Options for Those Not Seeking Licensure If you are not sure that you want to earn a teaching license at Grinnell College, but are interested in teaching in some other venue or are interested in other education-based careers, such as school psychology, educational philosophy, policy, or law, you have several options open to you through our education department. We offer several courses of interest to the general student at Grinnell. Our introductory course, Educational Principles in a Pluralistic Society (EDU 101) addresses current topics in education using a philosophical and historical frame. At the 200 level, we offer several policy/philosophy courses that may interest you:
- EDU 210: Historical Perspectives on US Education.
- EDU 211: The Politics of Educational Assessment explores the historical and present day uses of testing and assessment to effect school change.
- EDU 212: Critical Pedagogy and School Reform focuses on critical pedagogical approaches to reforming schools.
- EDU 213: Critical Issues in Second Language Acquisition addresses issues of equity and effectiveness in English as a second language and other second language learners.
- EDU 214: School Math and math Equity looks at how we understand the physical world and explores challenges to learning science.
- EDU 215: Youth and Youth Cultures focuses on the literacy practices of young people in and out of school.
- EDU 217: Educational Psychology
Internships: Students interested in education can participate in school-based internships or internships that introduce one to the policy/administrative aspects of education. In recent years, students have conducted internships in curricular reform, after-school programs, drop-out prevention, museum education and place-based pedagogy.

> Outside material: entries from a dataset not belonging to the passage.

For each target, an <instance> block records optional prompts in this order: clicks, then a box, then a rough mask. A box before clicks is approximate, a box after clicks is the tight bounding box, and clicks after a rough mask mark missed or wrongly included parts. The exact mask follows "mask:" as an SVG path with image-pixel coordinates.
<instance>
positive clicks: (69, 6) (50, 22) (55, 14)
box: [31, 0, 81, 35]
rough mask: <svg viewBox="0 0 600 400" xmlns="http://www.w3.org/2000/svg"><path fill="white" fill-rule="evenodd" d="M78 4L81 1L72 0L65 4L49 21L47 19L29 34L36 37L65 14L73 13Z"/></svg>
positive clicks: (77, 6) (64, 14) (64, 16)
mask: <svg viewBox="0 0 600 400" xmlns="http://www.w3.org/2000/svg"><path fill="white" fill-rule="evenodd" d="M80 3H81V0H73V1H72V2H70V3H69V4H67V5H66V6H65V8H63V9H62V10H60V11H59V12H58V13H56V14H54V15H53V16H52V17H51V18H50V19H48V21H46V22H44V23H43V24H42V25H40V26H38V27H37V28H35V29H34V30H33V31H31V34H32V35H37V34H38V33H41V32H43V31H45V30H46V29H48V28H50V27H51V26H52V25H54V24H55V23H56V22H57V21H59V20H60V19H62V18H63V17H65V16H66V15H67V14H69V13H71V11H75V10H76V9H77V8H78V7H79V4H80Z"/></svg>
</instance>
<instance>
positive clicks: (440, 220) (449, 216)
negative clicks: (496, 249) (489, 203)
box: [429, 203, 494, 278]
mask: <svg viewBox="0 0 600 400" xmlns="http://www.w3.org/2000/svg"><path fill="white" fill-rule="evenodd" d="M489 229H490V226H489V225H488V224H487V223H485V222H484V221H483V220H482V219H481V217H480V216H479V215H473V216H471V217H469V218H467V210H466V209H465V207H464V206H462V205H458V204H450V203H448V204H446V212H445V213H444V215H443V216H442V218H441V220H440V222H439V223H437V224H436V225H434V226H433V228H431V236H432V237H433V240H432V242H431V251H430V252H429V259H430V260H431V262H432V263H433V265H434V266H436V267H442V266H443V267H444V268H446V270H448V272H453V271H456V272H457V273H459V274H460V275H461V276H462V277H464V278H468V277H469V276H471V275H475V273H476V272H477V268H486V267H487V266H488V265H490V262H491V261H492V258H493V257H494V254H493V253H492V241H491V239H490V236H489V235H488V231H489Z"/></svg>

If you are interested in an education focused internship, you should contact either an education department faculty member or someone in the Career Development Office to discuss your ideas.
Other Teaching Options If you are interested in teaching at the college level, for the Peace Corps, Grinnell Corps, Teach For America or in areas such as environmental education, you could prepare yourself by taking a methods course in your discipline. The methods courses are theory based courses that help students make a theory to practice connection through peer teaching and a short teaching experience in the schools. To enroll in any of our methods courses, you will need to have taken at least EDU 101 and EDU 221: Educational Psychology.
Research Options: Students who are interested in graduate work in education should consider participating in an independent study or Mentored Advanced Project with an education professor. Sometimes, a semester of independent study can lead to a good MAP project. In recent years, students have worked with Professors Michaels, Hutchison and Ketter on a variety of projects. In many cases, students have presented their MAP research at regional or national conferences, and such an experience is invaluable for anyone contemplating graduate work in education or other related disciplines.